Ma il boom economico aveva portato con sé anche un’altra importante conseguenza: fortissimi squilibri sociali, in particolare tra il Nord e il Sud della Penisola. Lo sviluppo economico aveva infatti toccato praticamente solo il Settentrione, e in particolare quella zona chiamata “triangolo industriale”, compresa tra Genova, Milano e Torino. Era lì che si concentravano lo sviluppo e la maggior parte dell’offerta di posti di lavoro, e di conseguenza quasi tutto il benessere: le campagne del Sud restavano arretrate e poverissime. I meridionali cominciarono dunque a spostarsi in massa verso il triangolo industriale, ma anche verso altre nazioni europee, soprattutto la Francia, la Germania e la Svizzera.

Inoltre, l’emigrazione era voluta e favorita dal governo italiano, perché vista come modo per allentare le tensioni sociali nel paese. A questo proposito, Amintore Fanfani, capo del governo, dichiarava che le partenze erano “una valvola di sfogo per il surplus della popolazione italiana”[1].

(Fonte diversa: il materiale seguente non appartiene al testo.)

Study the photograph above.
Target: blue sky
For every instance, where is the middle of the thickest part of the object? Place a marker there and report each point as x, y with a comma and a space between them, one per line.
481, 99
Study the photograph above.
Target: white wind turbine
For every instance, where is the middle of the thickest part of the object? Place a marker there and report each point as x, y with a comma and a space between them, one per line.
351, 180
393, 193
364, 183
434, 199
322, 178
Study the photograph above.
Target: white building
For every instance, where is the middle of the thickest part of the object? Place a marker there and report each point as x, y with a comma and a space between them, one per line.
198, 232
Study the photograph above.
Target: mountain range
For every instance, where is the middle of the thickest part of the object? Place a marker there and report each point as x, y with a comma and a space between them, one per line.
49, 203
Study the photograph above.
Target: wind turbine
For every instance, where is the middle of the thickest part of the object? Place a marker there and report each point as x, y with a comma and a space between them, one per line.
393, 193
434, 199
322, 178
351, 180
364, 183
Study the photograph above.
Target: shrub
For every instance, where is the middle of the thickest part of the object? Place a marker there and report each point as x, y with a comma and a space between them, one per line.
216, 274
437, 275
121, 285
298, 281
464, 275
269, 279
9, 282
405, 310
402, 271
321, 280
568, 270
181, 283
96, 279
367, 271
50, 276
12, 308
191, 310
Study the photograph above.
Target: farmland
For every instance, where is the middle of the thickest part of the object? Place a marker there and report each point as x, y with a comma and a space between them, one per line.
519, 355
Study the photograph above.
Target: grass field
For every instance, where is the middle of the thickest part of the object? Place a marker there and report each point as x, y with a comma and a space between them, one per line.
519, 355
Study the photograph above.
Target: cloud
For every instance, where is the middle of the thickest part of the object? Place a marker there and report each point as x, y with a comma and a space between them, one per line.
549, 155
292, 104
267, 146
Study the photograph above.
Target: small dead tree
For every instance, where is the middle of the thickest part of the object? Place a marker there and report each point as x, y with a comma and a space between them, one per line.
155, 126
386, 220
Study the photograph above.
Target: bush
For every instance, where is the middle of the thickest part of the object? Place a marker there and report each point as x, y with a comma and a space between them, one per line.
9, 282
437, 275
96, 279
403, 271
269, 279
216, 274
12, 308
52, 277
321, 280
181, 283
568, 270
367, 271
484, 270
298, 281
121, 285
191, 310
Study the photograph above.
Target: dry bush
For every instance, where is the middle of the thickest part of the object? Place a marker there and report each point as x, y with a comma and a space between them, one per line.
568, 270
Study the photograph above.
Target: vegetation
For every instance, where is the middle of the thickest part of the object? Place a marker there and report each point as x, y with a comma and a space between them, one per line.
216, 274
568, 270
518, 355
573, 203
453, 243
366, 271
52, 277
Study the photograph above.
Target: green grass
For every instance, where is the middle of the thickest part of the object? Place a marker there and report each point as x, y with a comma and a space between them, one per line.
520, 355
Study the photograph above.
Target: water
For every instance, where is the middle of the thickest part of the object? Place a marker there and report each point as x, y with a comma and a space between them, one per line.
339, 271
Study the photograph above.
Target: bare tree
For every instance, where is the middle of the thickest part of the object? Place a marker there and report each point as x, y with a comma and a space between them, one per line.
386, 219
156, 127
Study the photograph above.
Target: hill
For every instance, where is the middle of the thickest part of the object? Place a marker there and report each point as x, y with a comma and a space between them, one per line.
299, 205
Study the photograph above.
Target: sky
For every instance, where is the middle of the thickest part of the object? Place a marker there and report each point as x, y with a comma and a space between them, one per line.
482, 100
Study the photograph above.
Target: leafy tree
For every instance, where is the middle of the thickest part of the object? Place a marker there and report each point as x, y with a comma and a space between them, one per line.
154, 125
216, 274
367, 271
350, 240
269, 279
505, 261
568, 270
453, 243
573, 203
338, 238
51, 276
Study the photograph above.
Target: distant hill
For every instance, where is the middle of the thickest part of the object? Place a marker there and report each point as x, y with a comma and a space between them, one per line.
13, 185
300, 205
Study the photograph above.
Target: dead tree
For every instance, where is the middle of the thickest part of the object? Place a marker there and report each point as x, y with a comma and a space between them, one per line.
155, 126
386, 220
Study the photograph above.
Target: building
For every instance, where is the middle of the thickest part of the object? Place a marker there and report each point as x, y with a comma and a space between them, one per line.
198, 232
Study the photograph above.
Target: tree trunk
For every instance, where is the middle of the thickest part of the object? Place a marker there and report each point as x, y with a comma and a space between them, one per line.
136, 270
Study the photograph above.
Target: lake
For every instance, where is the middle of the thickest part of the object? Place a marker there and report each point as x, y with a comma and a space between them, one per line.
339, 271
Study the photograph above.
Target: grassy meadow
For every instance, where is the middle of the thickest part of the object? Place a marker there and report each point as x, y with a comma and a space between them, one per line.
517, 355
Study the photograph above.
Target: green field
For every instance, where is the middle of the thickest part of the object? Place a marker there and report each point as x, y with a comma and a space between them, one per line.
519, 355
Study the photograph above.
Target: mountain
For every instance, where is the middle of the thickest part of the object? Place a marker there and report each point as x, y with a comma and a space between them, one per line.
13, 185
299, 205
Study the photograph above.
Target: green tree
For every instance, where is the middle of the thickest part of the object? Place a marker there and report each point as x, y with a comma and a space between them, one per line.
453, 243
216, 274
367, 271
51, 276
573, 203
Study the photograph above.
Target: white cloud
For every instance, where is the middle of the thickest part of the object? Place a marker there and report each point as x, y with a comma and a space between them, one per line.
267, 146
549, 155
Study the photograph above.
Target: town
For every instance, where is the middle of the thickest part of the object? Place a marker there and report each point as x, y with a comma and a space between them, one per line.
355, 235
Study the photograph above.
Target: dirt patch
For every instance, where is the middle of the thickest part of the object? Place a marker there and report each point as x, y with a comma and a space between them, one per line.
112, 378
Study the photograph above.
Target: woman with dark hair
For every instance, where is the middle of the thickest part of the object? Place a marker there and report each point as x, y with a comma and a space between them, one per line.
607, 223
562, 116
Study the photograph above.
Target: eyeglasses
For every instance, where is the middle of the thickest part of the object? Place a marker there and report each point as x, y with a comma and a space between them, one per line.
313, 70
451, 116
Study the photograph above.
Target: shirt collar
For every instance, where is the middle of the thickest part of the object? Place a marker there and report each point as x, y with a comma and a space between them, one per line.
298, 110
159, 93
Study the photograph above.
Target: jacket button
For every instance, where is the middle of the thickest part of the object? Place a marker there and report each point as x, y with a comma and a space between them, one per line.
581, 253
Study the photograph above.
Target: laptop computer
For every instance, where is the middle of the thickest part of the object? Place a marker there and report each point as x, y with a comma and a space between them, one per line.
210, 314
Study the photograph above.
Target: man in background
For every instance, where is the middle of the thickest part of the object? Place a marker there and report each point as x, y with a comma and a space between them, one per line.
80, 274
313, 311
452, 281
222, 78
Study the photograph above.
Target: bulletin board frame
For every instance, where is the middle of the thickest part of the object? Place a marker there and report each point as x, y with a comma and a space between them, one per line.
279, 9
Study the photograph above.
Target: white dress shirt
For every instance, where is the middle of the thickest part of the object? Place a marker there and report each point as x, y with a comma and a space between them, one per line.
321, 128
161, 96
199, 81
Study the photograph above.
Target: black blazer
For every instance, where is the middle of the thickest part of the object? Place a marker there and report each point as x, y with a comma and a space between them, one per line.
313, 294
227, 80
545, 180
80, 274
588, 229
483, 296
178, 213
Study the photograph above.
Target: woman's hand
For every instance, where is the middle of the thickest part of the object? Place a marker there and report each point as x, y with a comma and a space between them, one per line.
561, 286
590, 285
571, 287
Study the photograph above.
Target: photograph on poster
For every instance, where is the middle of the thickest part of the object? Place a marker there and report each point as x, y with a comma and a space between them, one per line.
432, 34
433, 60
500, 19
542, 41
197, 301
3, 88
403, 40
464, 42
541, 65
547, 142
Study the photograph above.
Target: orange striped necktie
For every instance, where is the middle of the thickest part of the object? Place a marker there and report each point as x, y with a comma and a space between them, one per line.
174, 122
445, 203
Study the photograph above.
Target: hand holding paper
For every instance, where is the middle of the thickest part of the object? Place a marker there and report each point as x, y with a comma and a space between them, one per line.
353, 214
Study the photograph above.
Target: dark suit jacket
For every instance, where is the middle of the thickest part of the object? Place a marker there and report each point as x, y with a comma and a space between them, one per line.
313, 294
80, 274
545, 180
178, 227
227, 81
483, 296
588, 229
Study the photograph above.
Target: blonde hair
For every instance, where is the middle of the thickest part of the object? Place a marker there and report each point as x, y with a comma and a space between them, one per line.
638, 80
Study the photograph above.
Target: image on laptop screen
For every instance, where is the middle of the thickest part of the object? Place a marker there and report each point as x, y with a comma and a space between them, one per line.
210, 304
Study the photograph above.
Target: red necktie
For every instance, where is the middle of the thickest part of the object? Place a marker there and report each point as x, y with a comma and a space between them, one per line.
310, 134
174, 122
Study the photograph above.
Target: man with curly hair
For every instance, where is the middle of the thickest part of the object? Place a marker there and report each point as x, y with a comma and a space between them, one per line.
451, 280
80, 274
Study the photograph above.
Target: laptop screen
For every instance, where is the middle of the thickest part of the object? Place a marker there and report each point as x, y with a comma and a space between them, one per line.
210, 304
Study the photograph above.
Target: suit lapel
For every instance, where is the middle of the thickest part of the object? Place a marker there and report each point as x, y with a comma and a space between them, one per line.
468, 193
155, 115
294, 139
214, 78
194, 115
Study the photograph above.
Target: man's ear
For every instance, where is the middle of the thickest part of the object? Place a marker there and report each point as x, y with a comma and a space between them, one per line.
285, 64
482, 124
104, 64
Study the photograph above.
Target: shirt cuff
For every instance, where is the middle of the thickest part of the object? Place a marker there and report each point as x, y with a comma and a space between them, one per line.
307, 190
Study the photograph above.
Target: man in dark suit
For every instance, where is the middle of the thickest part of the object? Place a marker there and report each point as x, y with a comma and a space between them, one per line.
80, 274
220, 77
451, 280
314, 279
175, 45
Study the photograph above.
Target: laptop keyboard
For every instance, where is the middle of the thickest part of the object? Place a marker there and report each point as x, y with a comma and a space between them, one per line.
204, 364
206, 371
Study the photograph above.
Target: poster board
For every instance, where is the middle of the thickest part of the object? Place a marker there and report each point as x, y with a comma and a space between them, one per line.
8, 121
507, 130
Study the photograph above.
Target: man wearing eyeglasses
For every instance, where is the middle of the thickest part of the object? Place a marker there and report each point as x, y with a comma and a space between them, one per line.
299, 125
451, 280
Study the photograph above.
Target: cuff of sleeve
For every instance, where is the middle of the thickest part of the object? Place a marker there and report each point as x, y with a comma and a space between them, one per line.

Il  governo elvetico aveva cercato fin da subito di controllare l’emigrazione limitandola ai lavoratori cosiddetti stagionali, ovvero a coloro che avrebbero fatto immediato ritorno in Italia allo scadere del contratto di lavoro, per poi tornare nella Confederazione al momento in cui ci sarebbe di nuovo stata necessità di manodopera non qualificata. Il primo accordo con l’Italia a questo proposito risale al 1948. Esso è volto a sottolineare questo processo di rotazione dei lavoratori. La categoria degli stagionali, strettamente funzionale agli sbalzi dell’economia, aveva però uno statuto poco favorevole: non poteva spostarsi all’interno del territorio svizzero, ne cambiare lavoro, ma era vincolata a chi l’aveva assunta, che poteva licenziarla in qualsiasi momento (con sole 24 ore di preavviso). A questi lavoratori, non era inoltre concesso di portare con sé la famiglia (con l’accordo del 1948 gli anni per ottenere il permesso di domicilio passarono infatti, rispetto al 1934, da cinque a dieci). L’accordo provocava notevoli problemi d’integrazione per i lavoratori e creava tensioni con il governo italiano, che aveva a più riprese domandato maggiori sicurezze per i suoi connazionali. Si giunse così a un secondo accordo, quello del 1964, volto alla promozione dell’integrazione, in particolare con la legge sul ricongiungimento familiare, che riduceva notevolmente gli anni di attesa per poter portare la propria famiglia con se in Svizzera.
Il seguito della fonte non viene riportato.